Yes, I can answer that. Again, both of the -- I mean, the delays were really unexpected in the sense of the various reasons that it occurred across different sites. The projections from both the site level and our level in terms of overall activation times we're essentially progressing as planned and some several sites had sort of unexpected delays due to various reasons that, I guess, most of the common reason for is staffing issues that essentially were unpredictable and is known to be an issue that's still ongoing across the country. And so every site was different. But again, it was something that hit us, that got more realized around the last quarter in terms of their actual impact on the studies.
But again, the sites are activating. It's just that they were delayed by about a quarter in the majority of cases so that as they open up, we expect that the enrollment curve is going to get steeper.
Okay. Got it, Emil. And regarding the potential sale of 1 of the assets, could you tell us whether there is any sublicensing fee if you do the sublicensing agreement to Takeda or Millennium or whatever company was responsible for this in-licensing but you did that back in 2021?
Aydin, we wouldn't comment on the specifics of that since it would depend on the way a transaction is structured.
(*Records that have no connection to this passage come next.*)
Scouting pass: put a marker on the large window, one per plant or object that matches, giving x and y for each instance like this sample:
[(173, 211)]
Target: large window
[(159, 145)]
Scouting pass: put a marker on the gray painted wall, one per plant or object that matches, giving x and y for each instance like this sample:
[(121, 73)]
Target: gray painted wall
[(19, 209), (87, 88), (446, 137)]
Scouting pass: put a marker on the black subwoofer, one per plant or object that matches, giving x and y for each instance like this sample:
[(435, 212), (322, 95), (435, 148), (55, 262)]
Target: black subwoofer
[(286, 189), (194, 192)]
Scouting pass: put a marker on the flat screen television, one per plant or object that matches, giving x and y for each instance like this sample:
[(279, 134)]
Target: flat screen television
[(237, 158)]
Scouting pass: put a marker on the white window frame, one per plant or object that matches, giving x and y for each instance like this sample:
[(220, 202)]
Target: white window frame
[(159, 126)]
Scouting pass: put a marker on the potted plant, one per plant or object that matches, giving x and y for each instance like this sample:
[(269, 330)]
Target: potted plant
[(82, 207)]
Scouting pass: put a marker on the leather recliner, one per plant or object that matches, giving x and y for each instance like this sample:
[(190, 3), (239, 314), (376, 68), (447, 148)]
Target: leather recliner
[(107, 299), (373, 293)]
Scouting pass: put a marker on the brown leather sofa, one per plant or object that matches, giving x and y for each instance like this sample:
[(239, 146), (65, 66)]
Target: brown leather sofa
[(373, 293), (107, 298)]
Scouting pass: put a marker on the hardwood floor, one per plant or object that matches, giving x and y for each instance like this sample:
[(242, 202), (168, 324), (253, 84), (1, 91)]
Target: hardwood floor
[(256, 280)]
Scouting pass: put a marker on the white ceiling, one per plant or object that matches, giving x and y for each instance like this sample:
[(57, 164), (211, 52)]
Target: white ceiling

So it's difficult to interpret. I can say that the agreement is filed publicly with the SEC. And so it's available including all the conditions for something like a sublicense.
Okay. All right. And last question is, would you consider sort of putting a pause on one of the trials in order to extend the cash runway if you don't find the suitable partner or collaborator?
We are evaluating all options for all our programs. And so I can't say anything specific about them, but that would be something that we would consider, in order to extend the cash runway.
Thank you. I'm showing no additional questions in the queue at this time. I'd like to turn the conference back over to Ms. Molineaux for any closing remarks.
Thank you, operator, and thanks all for joining us today, and have a good evening.
Ladies and gentlemen, thank you for participating in today's conference. This concludes the program. You may now disconnect. Everyone, have a wonderful day.